Infokaltim.id, Bontang – Kursi DPRD Bontang yang ditinggalkan Maming segera terisi. Dewan Pimpinan Pusat (DPP) PDI Perjuangan resmi menerbitkan rekomendasi pergantian antarwaktu (PAW) dengan menunjuk Sudiyo sebagai calon pengganti. Bersamaan dengan itu, partai juga menerima rekomendasi penetapan unsur pimpinan DPRD untuk Joni Alla’ Padang.
Meski kedua rekomendasi diterbitkan dalam waktu bersamaan, mekanisme administrasi yang ditempuh berbeda. Proses PAW harus melalui tahapan verifikasi Komisi Pemilihan Umum (KPU) sebelum dapat diajukan hingga penerbitan Surat Keputusan (SK) Gubernur Kalimantan Timur.
Ketua DPC PDI Perjuangan Kota Bontang Joni Alla’ Padang mengatakan, rekomendasi dari DPP telah diterima dan langsung ditindaklanjuti sesuai prosedur yang berlaku.
“Rekomendasi memang turun bersamaan. Namun untuk PAW mekanismenya berbeda karena harus lebih dulu melalui verifikasi KPU,” ujarnya.
Menurut Joni, setelah menerima rekomendasi, DPC PDI Perjuangan menyerahkan dokumen kepada Sekretariat DPRD Kota Bontang. Selanjutnya, Sekretariat DPRD berkewajiban menyampaikan surat kepada KPU untuk meminta penetapan calon PAW berdasarkan hasil perolehan suara pada pemilu sebelumnya.
Setelah KPU menyelesaikan pleno dan mengeluarkan jawaban resmi, proses administrasi dilanjutkan kepada Pemerintah Kota Bontang. Dari pemerintah daerah, usulan diteruskan kepada Gubernur Kalimantan Timur sebagai dasar penerbitan SK pemberhentian dan pengangkatan anggota DPRD melalui mekanisme PAW.
“Kalau PAW memang harus ada jawaban dari KPU lebih dulu. Setelah itu baru diproses ke wali kota, kemudian diteruskan ke gubernur sampai keluar SK,” jelasnya.

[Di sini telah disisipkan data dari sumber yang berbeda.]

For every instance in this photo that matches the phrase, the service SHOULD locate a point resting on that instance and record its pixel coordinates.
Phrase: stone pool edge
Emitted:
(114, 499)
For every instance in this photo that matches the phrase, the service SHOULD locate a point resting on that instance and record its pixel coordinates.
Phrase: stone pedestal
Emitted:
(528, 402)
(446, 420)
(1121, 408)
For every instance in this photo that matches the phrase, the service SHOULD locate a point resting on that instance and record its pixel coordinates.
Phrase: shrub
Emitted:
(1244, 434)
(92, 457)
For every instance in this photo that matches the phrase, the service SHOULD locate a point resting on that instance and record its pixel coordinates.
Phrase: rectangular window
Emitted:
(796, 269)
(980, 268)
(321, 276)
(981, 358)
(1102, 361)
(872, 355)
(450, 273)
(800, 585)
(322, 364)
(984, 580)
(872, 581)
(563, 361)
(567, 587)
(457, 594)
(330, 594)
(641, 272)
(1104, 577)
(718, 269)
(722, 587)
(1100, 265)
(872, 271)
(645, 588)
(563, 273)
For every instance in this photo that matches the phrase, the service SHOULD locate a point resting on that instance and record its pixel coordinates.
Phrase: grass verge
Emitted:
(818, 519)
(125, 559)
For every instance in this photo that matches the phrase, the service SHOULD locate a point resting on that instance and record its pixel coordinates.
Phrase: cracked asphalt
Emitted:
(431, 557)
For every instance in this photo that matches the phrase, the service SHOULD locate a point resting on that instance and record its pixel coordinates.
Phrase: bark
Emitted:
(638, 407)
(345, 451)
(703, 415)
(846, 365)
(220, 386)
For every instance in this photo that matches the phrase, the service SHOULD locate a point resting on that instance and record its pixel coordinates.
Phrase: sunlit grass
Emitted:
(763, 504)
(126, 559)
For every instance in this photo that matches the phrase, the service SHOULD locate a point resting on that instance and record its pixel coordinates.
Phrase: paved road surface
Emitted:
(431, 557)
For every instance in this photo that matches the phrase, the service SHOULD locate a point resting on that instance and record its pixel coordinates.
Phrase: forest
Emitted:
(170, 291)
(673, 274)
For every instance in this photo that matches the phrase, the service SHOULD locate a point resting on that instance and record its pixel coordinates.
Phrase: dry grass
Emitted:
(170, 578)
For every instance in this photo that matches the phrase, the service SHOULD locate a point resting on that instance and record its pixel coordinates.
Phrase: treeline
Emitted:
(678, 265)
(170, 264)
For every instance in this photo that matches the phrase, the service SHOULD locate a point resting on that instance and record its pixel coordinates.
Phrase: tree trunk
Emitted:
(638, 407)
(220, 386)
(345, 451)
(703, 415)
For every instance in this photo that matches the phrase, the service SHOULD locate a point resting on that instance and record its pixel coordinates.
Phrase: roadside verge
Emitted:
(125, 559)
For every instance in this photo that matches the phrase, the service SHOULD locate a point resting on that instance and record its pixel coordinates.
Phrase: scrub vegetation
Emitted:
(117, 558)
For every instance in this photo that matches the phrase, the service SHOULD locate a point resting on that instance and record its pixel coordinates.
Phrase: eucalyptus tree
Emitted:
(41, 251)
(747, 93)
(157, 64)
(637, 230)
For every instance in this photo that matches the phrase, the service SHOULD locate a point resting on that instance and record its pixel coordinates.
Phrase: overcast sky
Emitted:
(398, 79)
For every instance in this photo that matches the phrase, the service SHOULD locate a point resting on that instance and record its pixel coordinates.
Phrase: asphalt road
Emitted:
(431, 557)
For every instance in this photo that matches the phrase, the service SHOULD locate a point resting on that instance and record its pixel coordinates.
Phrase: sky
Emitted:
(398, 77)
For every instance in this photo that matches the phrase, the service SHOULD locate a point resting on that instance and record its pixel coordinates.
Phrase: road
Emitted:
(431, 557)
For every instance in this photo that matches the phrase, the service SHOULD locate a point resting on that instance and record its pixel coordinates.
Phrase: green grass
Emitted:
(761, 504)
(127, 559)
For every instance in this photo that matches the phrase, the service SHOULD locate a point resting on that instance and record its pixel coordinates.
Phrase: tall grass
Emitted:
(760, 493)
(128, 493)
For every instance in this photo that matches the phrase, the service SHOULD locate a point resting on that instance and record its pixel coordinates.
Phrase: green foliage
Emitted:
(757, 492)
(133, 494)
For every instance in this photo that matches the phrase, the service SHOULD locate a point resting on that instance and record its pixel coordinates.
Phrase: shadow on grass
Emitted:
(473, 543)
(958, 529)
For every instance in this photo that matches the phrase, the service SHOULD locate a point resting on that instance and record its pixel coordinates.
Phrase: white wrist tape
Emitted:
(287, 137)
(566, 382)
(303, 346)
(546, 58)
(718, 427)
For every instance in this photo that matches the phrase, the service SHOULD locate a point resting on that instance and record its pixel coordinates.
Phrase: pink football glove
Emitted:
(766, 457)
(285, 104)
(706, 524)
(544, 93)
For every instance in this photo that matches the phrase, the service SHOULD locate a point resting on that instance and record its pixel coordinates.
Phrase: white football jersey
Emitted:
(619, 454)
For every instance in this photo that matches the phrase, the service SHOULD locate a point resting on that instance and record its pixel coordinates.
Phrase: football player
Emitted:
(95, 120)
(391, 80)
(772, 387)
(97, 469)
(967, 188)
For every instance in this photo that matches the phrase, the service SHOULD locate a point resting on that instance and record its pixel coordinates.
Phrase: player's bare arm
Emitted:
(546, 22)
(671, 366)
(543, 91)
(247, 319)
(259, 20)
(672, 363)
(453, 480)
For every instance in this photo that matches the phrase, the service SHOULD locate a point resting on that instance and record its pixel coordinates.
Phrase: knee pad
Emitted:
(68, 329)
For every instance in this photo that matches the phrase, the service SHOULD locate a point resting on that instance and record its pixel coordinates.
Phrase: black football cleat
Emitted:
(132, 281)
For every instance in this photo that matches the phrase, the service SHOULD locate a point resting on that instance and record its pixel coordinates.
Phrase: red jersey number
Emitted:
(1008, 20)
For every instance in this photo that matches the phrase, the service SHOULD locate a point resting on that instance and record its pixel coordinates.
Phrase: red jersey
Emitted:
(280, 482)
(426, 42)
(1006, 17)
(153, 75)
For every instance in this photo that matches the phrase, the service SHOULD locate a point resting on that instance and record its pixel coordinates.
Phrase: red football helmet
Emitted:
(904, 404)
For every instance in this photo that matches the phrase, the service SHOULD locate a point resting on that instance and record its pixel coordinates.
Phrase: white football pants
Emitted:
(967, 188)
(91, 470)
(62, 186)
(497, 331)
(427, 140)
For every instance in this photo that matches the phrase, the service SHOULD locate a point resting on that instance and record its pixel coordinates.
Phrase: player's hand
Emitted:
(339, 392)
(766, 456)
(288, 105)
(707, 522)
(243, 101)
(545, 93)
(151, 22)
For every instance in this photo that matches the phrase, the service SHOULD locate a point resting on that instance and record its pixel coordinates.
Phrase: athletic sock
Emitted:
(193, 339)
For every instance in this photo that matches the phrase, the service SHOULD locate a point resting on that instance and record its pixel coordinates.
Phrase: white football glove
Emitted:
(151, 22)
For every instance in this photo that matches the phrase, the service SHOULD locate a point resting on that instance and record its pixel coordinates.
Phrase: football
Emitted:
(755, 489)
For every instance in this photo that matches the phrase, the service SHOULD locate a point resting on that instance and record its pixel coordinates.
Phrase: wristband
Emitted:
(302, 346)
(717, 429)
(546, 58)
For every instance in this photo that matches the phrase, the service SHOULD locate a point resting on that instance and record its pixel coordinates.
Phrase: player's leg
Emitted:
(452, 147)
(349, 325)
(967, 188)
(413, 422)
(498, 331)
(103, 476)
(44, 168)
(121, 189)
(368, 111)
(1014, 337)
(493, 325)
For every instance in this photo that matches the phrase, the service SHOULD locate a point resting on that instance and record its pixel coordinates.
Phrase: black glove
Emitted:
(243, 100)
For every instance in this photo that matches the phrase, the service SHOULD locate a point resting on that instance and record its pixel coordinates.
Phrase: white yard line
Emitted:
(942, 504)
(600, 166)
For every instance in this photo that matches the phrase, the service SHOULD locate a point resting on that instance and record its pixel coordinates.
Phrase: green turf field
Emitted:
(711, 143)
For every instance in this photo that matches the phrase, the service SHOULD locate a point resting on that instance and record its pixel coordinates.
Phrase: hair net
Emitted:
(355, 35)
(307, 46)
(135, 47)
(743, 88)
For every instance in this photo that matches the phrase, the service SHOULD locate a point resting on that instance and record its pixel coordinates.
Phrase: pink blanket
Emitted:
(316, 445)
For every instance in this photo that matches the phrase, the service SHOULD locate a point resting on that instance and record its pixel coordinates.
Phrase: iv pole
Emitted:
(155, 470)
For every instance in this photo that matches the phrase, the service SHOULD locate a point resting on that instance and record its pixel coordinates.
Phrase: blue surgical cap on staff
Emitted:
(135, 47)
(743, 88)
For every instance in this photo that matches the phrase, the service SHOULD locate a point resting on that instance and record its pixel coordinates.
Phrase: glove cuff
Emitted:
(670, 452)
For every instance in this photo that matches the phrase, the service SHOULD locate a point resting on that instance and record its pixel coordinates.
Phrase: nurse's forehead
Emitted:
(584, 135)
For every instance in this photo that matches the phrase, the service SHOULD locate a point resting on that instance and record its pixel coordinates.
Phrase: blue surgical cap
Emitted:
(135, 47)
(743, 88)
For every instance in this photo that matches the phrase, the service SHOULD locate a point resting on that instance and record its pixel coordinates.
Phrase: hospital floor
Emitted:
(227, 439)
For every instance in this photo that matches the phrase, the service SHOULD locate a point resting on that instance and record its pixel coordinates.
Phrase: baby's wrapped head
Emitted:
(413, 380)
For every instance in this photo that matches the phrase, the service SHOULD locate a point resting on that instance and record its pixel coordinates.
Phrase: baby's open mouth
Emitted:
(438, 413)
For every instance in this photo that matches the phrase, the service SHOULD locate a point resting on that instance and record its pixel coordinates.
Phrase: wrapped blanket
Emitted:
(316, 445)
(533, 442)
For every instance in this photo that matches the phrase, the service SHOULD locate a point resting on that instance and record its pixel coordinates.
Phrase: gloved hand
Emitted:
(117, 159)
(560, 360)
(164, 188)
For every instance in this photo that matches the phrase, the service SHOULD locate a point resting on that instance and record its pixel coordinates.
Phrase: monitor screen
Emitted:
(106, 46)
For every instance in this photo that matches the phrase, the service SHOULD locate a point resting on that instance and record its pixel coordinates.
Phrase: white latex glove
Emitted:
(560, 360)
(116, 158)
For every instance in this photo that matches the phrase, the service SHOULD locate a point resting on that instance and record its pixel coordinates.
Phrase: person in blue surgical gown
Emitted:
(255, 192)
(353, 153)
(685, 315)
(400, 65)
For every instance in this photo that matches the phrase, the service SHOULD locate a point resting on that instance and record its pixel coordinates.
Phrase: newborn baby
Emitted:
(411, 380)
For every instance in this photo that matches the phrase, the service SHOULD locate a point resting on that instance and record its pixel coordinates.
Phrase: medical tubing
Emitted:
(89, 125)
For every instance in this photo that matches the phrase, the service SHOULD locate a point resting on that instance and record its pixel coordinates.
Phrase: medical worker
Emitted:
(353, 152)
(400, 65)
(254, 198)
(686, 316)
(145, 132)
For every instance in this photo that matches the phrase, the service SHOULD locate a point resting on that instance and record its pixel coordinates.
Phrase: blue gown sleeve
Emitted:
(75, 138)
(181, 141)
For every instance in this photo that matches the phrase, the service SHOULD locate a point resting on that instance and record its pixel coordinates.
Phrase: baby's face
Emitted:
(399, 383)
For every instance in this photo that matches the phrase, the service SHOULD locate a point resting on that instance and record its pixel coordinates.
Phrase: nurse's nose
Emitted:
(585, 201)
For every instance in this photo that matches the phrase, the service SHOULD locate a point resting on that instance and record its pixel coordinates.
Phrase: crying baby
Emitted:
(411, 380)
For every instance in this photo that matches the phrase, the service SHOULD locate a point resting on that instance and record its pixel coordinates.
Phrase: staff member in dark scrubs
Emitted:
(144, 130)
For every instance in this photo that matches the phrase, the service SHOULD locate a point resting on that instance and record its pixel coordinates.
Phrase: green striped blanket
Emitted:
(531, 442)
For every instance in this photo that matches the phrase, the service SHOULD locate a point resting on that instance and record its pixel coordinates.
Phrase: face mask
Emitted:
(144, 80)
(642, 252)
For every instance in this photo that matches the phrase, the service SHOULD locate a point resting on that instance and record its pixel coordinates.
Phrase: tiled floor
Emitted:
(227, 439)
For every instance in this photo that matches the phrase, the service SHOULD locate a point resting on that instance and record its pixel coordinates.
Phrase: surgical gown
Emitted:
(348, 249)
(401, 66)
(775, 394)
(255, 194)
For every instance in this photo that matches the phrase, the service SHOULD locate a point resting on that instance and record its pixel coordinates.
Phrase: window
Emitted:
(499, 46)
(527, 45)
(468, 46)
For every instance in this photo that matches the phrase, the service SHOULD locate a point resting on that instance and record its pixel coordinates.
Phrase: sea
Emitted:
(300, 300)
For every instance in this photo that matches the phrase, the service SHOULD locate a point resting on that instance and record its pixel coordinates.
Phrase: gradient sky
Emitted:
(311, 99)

Ia menyebut, sesuai ketentuan, KPU memiliki waktu paling lama tujuh hari untuk memberikan jawaban atas surat dari DPRD. Setelah itu, Pemerintah Kota Bontang juga memiliki waktu maksimal tujuh hari untuk meneruskan berkas kepada gubernur.
Sementara itu, Gubernur Kalimantan Timur memiliki waktu paling lama 14 hari untuk menerbitkan Surat Keputusan PAW. Jika seluruh tahapan berjalan sesuai jadwal, keseluruhan proses diperkirakan dapat diselesaikan dalam waktu sekitar satu bulan.
“Kalau semua tahapan berjalan sesuai aturan, estimasinya sekitar satu bulan. Tetapi bisa juga lebih cepat apabila administrasi di setiap instansi selesai lebih awal,” katanya.
Joni mengungkapkan, pengajuan administrasi PAW dilakukan sedikit lebih lambat dibandingkan usulan unsur pimpinan DPRD. Penyebabnya, terdapat sejumlah dokumen pendukung yang harus lebih dahulu dilengkapi sebelum disampaikan ke Sekretariat DPRD.
“Kalau usulan unsur pimpinan kami serahkan sehari setelah rekomendasi diterima. Sedangkan untuk PAW baru kami masukkan hari Senin karena masih ada kelengkapan administrasi yang harus dipenuhi,” ungkap legislator dari daerah pemilihan Bontang Barat tersebut.
Ia memperkirakan seluruh tahapan administrasi dapat berlangsung sepanjang Agustus. Namun, jadwal pelantikan Sudiyo sebagai anggota DPRD Bontang tetap bergantung pada terbitnya SK Gubernur Kalimantan Timur.
Setelah SK diterbitkan, DPRD Bontang akan menjadwalkan rapat paripurna sebagai agenda resmi pengucapan sumpah dan pengesahan PAW. Dengan demikian, kursi legislatif yang ditinggalkan Maming dapat segera kembali terisi sehingga komposisi Fraksi PDI Perjuangan di DPRD Bontang kembali lengkap.
“Harapan kami seluruh proses berjalan lancar. Begitu SK gubernur keluar, DPRD bisa langsung menggelar rapat paripurna untuk mengesahkan PAW sehingga proses ini segera tuntas,” pungkas Joni.